La “scuola” più antica e prolifica è quella dell’ufficio inquirente di Milano: era il 1992 e l’inchiesta capostipite dei nomi in codice più evocativi fu “Mani pulite”, che passò alla storia anche per il rapporto diretto tra media e procura. Poi venne la “Duomo connection”, condotta da Ilda Boccassini sulle presunte infiltrazioni mafiose al Nord. In seguito è stato il momento dell’inchiesta “Ruby” ( coi suoi tre filoni), sempre di Boccassini, a carico di Silvio Berlusconi.

In tempi più recenti, è arrivata l’inchiesta “Mensa dei poveri”, in cui l’ipotesi è di tangenti per la costruzione di supermercati ( nella quale è stata arrestata e poi rilasciata l’ex europarlamentare forzista Lara Comi). Spostandosi alla procura di Roma, la più nota è “Mondo di Mezzo” ( metafora estrapolata dal contenuto di una intercettazione di uno degli imputati, Massimo Carminati) coniata dal team dell’ex procuratore capo, Giuseppe Pignatone.
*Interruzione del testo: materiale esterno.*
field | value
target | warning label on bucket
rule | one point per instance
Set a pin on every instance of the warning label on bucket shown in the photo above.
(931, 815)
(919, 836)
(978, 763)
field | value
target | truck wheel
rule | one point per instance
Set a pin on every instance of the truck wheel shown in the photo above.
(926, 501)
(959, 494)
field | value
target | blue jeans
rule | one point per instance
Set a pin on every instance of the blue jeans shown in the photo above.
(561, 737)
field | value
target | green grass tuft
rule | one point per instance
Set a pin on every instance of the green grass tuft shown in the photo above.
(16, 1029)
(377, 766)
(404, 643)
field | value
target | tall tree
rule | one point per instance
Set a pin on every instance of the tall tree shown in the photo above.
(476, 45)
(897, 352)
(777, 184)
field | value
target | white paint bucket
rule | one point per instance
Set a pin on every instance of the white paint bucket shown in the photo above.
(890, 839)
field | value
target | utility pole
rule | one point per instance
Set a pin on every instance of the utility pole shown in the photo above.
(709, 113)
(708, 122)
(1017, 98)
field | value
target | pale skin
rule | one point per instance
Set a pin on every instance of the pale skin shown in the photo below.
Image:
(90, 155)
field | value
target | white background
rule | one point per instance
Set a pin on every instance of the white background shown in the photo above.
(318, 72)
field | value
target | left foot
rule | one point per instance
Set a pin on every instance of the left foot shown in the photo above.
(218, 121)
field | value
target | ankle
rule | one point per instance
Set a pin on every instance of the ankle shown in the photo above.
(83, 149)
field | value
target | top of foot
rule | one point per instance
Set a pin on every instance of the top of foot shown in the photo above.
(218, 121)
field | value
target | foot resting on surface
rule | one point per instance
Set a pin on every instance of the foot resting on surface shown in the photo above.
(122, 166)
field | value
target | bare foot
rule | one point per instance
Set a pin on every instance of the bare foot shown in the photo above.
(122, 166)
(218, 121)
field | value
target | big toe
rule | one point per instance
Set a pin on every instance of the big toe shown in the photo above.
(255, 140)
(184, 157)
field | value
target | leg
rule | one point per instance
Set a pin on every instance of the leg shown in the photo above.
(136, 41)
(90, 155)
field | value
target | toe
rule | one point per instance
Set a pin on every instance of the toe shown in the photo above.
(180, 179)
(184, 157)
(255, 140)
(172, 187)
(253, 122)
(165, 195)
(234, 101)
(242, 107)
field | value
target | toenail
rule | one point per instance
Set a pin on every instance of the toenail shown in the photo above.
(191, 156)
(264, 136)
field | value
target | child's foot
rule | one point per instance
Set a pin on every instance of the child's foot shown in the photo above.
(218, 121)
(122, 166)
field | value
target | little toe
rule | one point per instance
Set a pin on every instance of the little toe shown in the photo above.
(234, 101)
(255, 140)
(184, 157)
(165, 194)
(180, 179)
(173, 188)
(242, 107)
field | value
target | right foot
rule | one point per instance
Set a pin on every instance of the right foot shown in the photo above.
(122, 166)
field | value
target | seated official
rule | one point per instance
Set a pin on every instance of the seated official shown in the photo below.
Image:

Ancora più a sud, grande inventore di nomi in codice sia alla procura di Napoli che a quella di Potenza è stato Henry John Woodcock: a lui si deve l’inchiesta “P4” ( che richiamava la loggia P2) su una presunta associazione a delinquere che avrebbe operato nell'ambito della pubblica amministrazione italiana e della giustizia con l'obiettivo di gestire e manipolare informazioni segrete. Spiccano poi i casi di citazionismo come l’inchiesta “Bocca di rosa” di Messina su un giro di prostituzione e “Terminator 3” di Cosenza per una serie di omicidi di ’ ndrangheta.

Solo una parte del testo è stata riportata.